Is there any good way to optimize the speed of this python code?

问题

I have a following piece of code, which basically evaluates some numerical expression, and use it to integrate over certain range of values. The current piece of code runs within about 8.6 s, but I am just using mock values, and my actual array is much larger. Especially, my actual size of freq_c= (3800, 101) and size of number_bin = (3800, 100), which makes the following code really inefficient, as the total execution time will be close to 9 minutes for the actual array. One part of the code that is quite slow is evaluation of k_one_third and k_two_third, for which I have also used numexpr.evaluate(".."), which speeds up the code quite a bit by about 10-20%. But, I have avoided numexpr below, so that anyone can run it without having to install the package. Is there any more ways to improve the speed of this code? An improvement of a few factor would also be good enough. Please note that the for loop is almost unavoidable, due to memory issues, as the arrays are really large, I am manipulating each axis at a time through the loop. I also wonder if numba jit optimisation is possible here.

import numpy as np
import scipy 
from scipy.integrate import simps as simps
import time

def k_one_third(x):
    return (2.*np.exp(-x**2)/x**(1/3) + 4./x**(1/6)*np.exp(-x)/(1+x**(1/3)))**2

def k_two_third(x):
    return (np.exp(-x**2)/x**(2/3) + 2.*x**(5/2)*np.exp(-x)/(6.+x**3))**2

def spectrum(freq_c, number_bin, frequency, gamma, theta):
    theta_gamma_factor = np.einsum('i,j->ij', theta**2, gamma**2)
    theta_gamma_factor += 1.
    t_g_bessel_factor = 1.-1./theta_gamma_factor
    number = np.concatenate((number_bin, np.zeros((number_bin.shape[0], 1), dtype=number_bin.dtype)), axis=1)
    number_theta_gamma = np.einsum('jk, ik->ijk', theta_gamma_factor**2*1./gamma**3, number)
    final = np.zeros((np.size(freq_c[:,0]), np.size(theta), np.size(frequency)))
    for i in xrange(np.size(frequency)):
        b_n_omega_theta_gamma = frequency[i]**2*number_theta_gamma
        eta = theta_gamma_factor**(1.5)*frequency[i]/2.
        eta = np.einsum('jk, ik->ijk', eta, 1./freq_c)
        bessel_eta = np.einsum('jl, ijl->ijl',t_g_bessel_factor, k_one_third(eta))
        bessel_eta += k_two_third(eta)
        eta = None
        integrand = np.multiply(bessel_eta, b_n_omega_theta_gamma, out= bessel_eta)
        final[:,:, i] = simps(integrand, gamma)
        integrand = None
    return final

frequency = np.linspace(1, 100, 100)
theta = np.linspace(1, 3, 100)
gamma = np.linspace(2, 200, 101)
freq_c = np.random.randint(1, 200, size=(50, 101))
number_bin = np.random.randint(1, 100, size=(50, 100))
time1 = time.time()
spectra = spectrum(freq_c, number_bin, frequency, gamma, theta)
print(time.time()-time1)

回答1:

As said in the comments large parts of the code should be rewritten to get best performance.

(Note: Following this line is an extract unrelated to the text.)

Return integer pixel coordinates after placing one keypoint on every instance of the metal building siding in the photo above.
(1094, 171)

I have only modified the simpson integration and modified @HYRY answer a bit. This speeds up the calculation from 26.15s to 1.76s (15x), by the test-data you provided. By replacing the np.einsums with simple loops this should end up in less than a second. (About 0.4s from the improved integration, 24s from k_one_two_third(x))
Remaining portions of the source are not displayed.